Youth on the Prow, and Pleasure at the Helm was purchased at the time of its exhibition by Robert Vernon for his important collection of British art. (The price Vernon paid for Youth and Pleasure is not recorded, although Etty's cashbook records a partial payment of £250—about £ in terms—so it is likely to have been a substantial sum.) Vernon later purchased John Constable's The Valley Farm, planning to hang it in the place then occupied by Youth and Pleasure. This decision caused Constable to comment "My picture is to go into the place—where Etty's "Bumboat" is at present—his picture with its precious freight is to be brought down nearer to the nose." (Note: Art historians differ in their interpretation of Constable's reaction, and whether he was expressing surprise or pleasure that Vernon was moving Youth and Pleasure to a less prominent position to make way for The Valley Farm.) Vernon presented his collection to the nation in 1847, and his 157 paintings, including Youth and Pleasure, entered the National Gallery.

When Samuel Carter Hall was choosing works to illustrate his newly launched The Art Journal, he considered it important to promote new British artists, even if it meant illustrations which some readers considered pornographic or offensive. In 1849 Hall secured reproduction rights to the paintings Vernon had given to the nation and soon published and widely distributed an engraving of the painting under the title Youth and Pleasure, describing it as "of the very highest class".

Needled by repeated attacks from the press on his supposed indecency, poor taste and lack of creativity, Etty changed his approach after the response to Youth on the Prow, and Pleasure at the Helm.

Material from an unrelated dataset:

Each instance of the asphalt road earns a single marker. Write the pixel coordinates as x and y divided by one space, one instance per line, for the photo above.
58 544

He exhibited over 80 further paintings at the Royal Academy alone, and remained a prominent painter of nudes, but from this time made conscious efforts to reflect moral lessons. He died in November 1849 and, while his work enjoyed a brief boom in popularity, interest in him declined over time, and by the end of the 19th century all of his paintings had fallen below their original prices.

In 1949 the painting was transferred from the National Gallery to the Tate Gallery, where as of 2015 it remains. Although Youth and Pleasure is one of Etty's best-known paintings, it remains controversial, and Dennis Farr's 1958 biography of Etty describes it as "singularly inept". It was one of five works by Etty chosen for Tate Britain's landmark Exposed: The Victorian Nude exhibition in 2001–02, and also formed part of a major retrospective of Etty's work at the York Art Gallery in 2011–12.